De fabels leenden zich goed voor ‘verscripting’ in de retoricale dramaturgie met haar wisselend perspectief en haar versvormen die uitstalling van hevige emoties
mogelijk maakten. Sinnekensduo’s ‒ de grote troef van het rederijkersdrama ‒ waren bij uitstek geschikt om de verleidingen te belichamen waaraan de hoofdfiguren
blootstonden en om smakelijke live-reportages te leveren van off-stage-vrijages. Van Herk is hierover (en sowieso over het weelderige vocabulaire van de rederijkers) betrekkelijk zwijgzaam, maar deze smeuïge beschrijvingen moeten tot de bijzondere attracties van de amoureuze spelen hebben behoord. De plaatsen van handeling ‒ hemels, tempels,
priëlen, slaapkamers ‒ lieten zich goed uitbeelden in de architectuur van het retoricale ‘façadetoneel’, met verschillende, afsluitbare compartimenten naast en boven elkaar. Hoewel Van Herk het onmiskenbaar innovatieve en experimentele karakter van de toneelschrijfkunst en de scenografie van de rederijkers enigszins verhult door te spreken van ‘traditie’ en ‘conventie’ ‒ theaterwetenschappelijk gezien is ze minder sterk dan literatuurhistorisch ‒ maakt zij wel goed duidelijk dat we hier te maken hebben met een subgenre waarin groots, spectaculair en uiterst beeldend werd uitgepakt.

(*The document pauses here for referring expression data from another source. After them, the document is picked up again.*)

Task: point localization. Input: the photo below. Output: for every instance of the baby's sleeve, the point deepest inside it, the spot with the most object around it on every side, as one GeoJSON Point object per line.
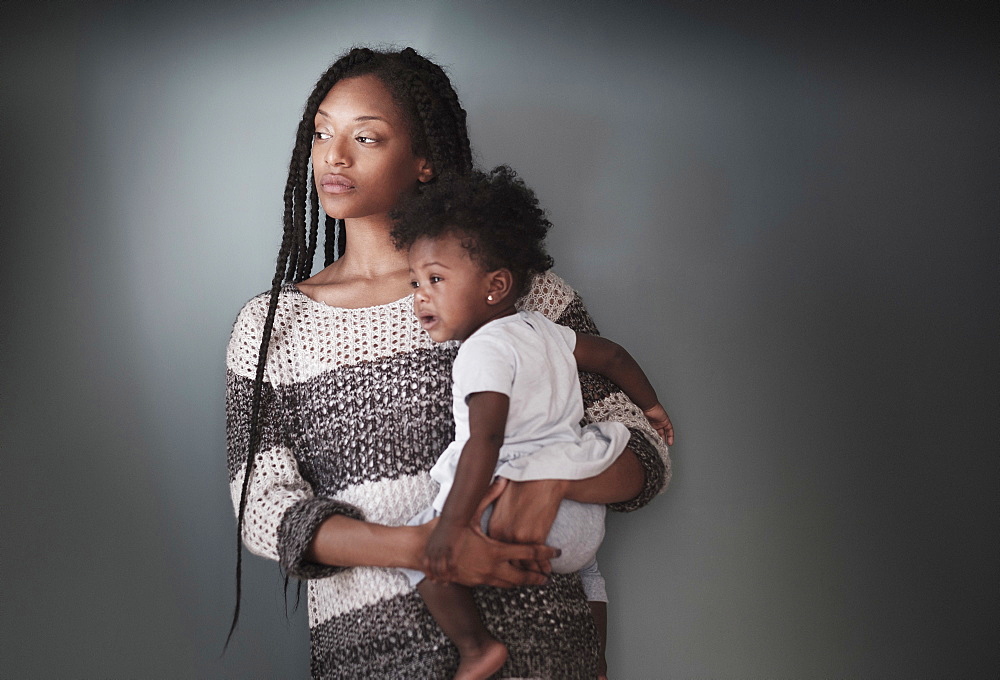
{"type": "Point", "coordinates": [484, 364]}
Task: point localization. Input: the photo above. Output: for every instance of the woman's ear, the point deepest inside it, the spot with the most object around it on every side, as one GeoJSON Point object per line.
{"type": "Point", "coordinates": [425, 173]}
{"type": "Point", "coordinates": [501, 285]}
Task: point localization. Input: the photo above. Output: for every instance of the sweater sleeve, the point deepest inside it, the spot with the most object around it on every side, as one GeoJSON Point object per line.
{"type": "Point", "coordinates": [282, 513]}
{"type": "Point", "coordinates": [602, 399]}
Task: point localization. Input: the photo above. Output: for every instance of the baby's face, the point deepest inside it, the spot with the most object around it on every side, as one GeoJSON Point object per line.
{"type": "Point", "coordinates": [449, 288]}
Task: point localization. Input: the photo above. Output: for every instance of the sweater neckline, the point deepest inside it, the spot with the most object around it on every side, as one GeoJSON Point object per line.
{"type": "Point", "coordinates": [295, 289]}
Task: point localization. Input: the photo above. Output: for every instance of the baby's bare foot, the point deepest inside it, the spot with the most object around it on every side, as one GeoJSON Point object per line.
{"type": "Point", "coordinates": [483, 662]}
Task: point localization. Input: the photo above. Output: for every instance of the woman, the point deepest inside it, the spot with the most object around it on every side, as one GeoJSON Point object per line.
{"type": "Point", "coordinates": [338, 403]}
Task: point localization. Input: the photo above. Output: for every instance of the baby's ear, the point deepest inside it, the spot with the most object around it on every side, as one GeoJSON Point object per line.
{"type": "Point", "coordinates": [501, 285]}
{"type": "Point", "coordinates": [425, 173]}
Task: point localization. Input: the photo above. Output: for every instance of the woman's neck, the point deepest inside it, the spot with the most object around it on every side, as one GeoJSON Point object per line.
{"type": "Point", "coordinates": [371, 272]}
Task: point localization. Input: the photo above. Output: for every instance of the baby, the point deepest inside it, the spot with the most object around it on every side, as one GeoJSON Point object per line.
{"type": "Point", "coordinates": [475, 243]}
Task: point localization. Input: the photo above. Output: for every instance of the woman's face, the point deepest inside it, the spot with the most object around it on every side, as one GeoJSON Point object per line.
{"type": "Point", "coordinates": [362, 156]}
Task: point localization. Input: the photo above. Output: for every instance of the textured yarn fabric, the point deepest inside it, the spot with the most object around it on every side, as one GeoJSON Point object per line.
{"type": "Point", "coordinates": [356, 408]}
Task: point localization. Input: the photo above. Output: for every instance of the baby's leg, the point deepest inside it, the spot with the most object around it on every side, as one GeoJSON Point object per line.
{"type": "Point", "coordinates": [453, 608]}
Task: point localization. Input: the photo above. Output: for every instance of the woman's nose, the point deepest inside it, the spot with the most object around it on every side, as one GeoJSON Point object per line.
{"type": "Point", "coordinates": [337, 151]}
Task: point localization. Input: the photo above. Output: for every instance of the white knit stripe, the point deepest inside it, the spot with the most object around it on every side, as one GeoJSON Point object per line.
{"type": "Point", "coordinates": [275, 487]}
{"type": "Point", "coordinates": [617, 407]}
{"type": "Point", "coordinates": [353, 590]}
{"type": "Point", "coordinates": [391, 501]}
{"type": "Point", "coordinates": [305, 341]}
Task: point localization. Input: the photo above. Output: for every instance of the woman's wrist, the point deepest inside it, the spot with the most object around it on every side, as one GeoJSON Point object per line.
{"type": "Point", "coordinates": [345, 542]}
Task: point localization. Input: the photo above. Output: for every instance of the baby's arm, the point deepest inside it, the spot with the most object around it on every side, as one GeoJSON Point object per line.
{"type": "Point", "coordinates": [487, 421]}
{"type": "Point", "coordinates": [600, 355]}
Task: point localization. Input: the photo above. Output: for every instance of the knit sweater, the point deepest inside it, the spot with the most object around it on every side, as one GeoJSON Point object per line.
{"type": "Point", "coordinates": [356, 407]}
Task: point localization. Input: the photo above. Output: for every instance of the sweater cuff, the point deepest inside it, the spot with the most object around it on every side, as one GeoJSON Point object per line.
{"type": "Point", "coordinates": [297, 529]}
{"type": "Point", "coordinates": [652, 465]}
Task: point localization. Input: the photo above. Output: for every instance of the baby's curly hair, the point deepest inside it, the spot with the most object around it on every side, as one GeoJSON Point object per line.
{"type": "Point", "coordinates": [494, 212]}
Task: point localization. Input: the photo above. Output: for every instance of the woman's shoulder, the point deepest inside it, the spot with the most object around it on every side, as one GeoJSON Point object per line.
{"type": "Point", "coordinates": [254, 312]}
{"type": "Point", "coordinates": [549, 295]}
{"type": "Point", "coordinates": [248, 329]}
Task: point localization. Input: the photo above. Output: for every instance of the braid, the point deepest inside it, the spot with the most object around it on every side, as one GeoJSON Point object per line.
{"type": "Point", "coordinates": [330, 242]}
{"type": "Point", "coordinates": [438, 129]}
{"type": "Point", "coordinates": [442, 132]}
{"type": "Point", "coordinates": [306, 267]}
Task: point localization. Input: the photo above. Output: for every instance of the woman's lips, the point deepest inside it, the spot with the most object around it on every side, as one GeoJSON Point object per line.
{"type": "Point", "coordinates": [335, 184]}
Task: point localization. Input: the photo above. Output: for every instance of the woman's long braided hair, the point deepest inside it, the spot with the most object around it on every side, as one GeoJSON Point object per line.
{"type": "Point", "coordinates": [436, 122]}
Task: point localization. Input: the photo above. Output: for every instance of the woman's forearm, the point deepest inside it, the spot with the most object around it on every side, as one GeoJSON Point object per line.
{"type": "Point", "coordinates": [345, 542]}
{"type": "Point", "coordinates": [621, 482]}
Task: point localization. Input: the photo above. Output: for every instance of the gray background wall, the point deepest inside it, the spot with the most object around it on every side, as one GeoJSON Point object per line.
{"type": "Point", "coordinates": [789, 214]}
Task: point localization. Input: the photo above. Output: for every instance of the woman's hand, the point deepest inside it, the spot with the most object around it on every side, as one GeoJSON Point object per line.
{"type": "Point", "coordinates": [524, 513]}
{"type": "Point", "coordinates": [660, 421]}
{"type": "Point", "coordinates": [477, 559]}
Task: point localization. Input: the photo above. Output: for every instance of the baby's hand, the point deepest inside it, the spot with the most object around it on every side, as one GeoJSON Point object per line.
{"type": "Point", "coordinates": [660, 421]}
{"type": "Point", "coordinates": [439, 554]}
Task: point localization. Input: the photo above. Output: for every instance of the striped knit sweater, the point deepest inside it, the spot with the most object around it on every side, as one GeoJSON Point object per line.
{"type": "Point", "coordinates": [356, 409]}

Het was een vitaal en prestigieus subgenre, zo blijkt ook uit het feit dat er negen teksten bewaard gebleven zijn, van sommige zelfs meerdere versies. Het hoofdstuk over de overlevering van de teksten ‒ als regisseurstekst of als archiefmateriaal, in handschrift of gedrukte uitgave, als speeltekst of als leesdrama ‒ laat goed zien hoe spelmateriaal in
rederijkerskringen circuleerde en hoe het werd gebruikt. Slechts één van de overgeleverde teksten uit Van Herks corpus is duidelijk herkenbaar als
regisseursexemplaar. De spelen werden blijkbaar ook ‘gebruikt’ met andere dan
opvoeringsdoeleinden: om te collectioneren, om naar eigen inzicht te bewerken en om te lezen.

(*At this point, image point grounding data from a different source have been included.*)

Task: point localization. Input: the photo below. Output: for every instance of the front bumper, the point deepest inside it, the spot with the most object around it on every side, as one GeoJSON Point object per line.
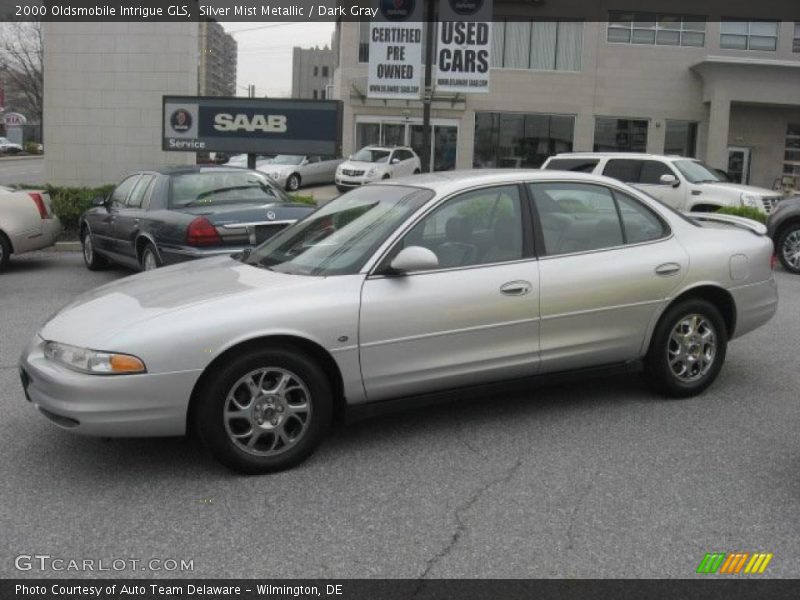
{"type": "Point", "coordinates": [755, 305]}
{"type": "Point", "coordinates": [146, 405]}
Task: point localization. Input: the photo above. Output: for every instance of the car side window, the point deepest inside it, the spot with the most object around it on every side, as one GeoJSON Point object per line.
{"type": "Point", "coordinates": [640, 223]}
{"type": "Point", "coordinates": [652, 170]}
{"type": "Point", "coordinates": [120, 194]}
{"type": "Point", "coordinates": [136, 196]}
{"type": "Point", "coordinates": [475, 228]}
{"type": "Point", "coordinates": [576, 217]}
{"type": "Point", "coordinates": [623, 169]}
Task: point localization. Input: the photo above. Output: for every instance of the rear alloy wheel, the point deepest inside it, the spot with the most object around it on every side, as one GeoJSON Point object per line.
{"type": "Point", "coordinates": [789, 248]}
{"type": "Point", "coordinates": [5, 252]}
{"type": "Point", "coordinates": [293, 183]}
{"type": "Point", "coordinates": [265, 411]}
{"type": "Point", "coordinates": [687, 350]}
{"type": "Point", "coordinates": [90, 258]}
{"type": "Point", "coordinates": [149, 260]}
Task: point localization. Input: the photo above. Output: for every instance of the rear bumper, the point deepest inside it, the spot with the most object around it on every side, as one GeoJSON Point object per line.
{"type": "Point", "coordinates": [147, 405]}
{"type": "Point", "coordinates": [755, 305]}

Beschouwd in het licht van het veranderende denken over de liefde laten de mythologisch-amoureuze spelen zien dat het verheven ideaal van de hoofse minne in de zestiende eeuw definitief had plaatsgemaakt voor een pragmatische en fysiologisch georiënteerde visie op verliefdheid, seksualiteit, huwelijk en overspel. Zelfs in de Bourgondische spelen, met hun middeleeuwse-ridderromansfeer, worden de
liefdesaffaires neergezet als natuurverschijnsel: lichamelijk, aards ‒ zij het mede bepaald door de kosmos die het menselijk doen en laten beïnvloedde ‒ en herkenbaar. In de jongste stukken komt daar bovendien nog een pedagogisch element bij. Net als de (niet-mythologische) Spiegel der minne van Colijn van Rijssele lijken deze stukken vooral jonge mensen, die ontvankelijk zijn voor heftige emoties, te hebben willen sterken in
zelfbeheersing en te motiveren voor een weloverwogen, verstandige partnerkeus. De grote trends die Van Herk in dit boek signaleert, zijn minder verrassend dan de inkleuring die ze eraan geeft met grondig gedocumenteerde details. Veel saillants zit verstopt, middenin of aan het eind van paragrafen en hoofdstukken. Door deze compositiekeus raak je als lezer nu en dan aan het dwalen in een veelheid aan namen, titels, jaartallen en feiten waarvoor het interpretatiekader (nog) niet helemaal duidelijk is. Maar wie aandachtig leest, kan een hoop leren van Van Herk. Over de rederijkers, en de liefde.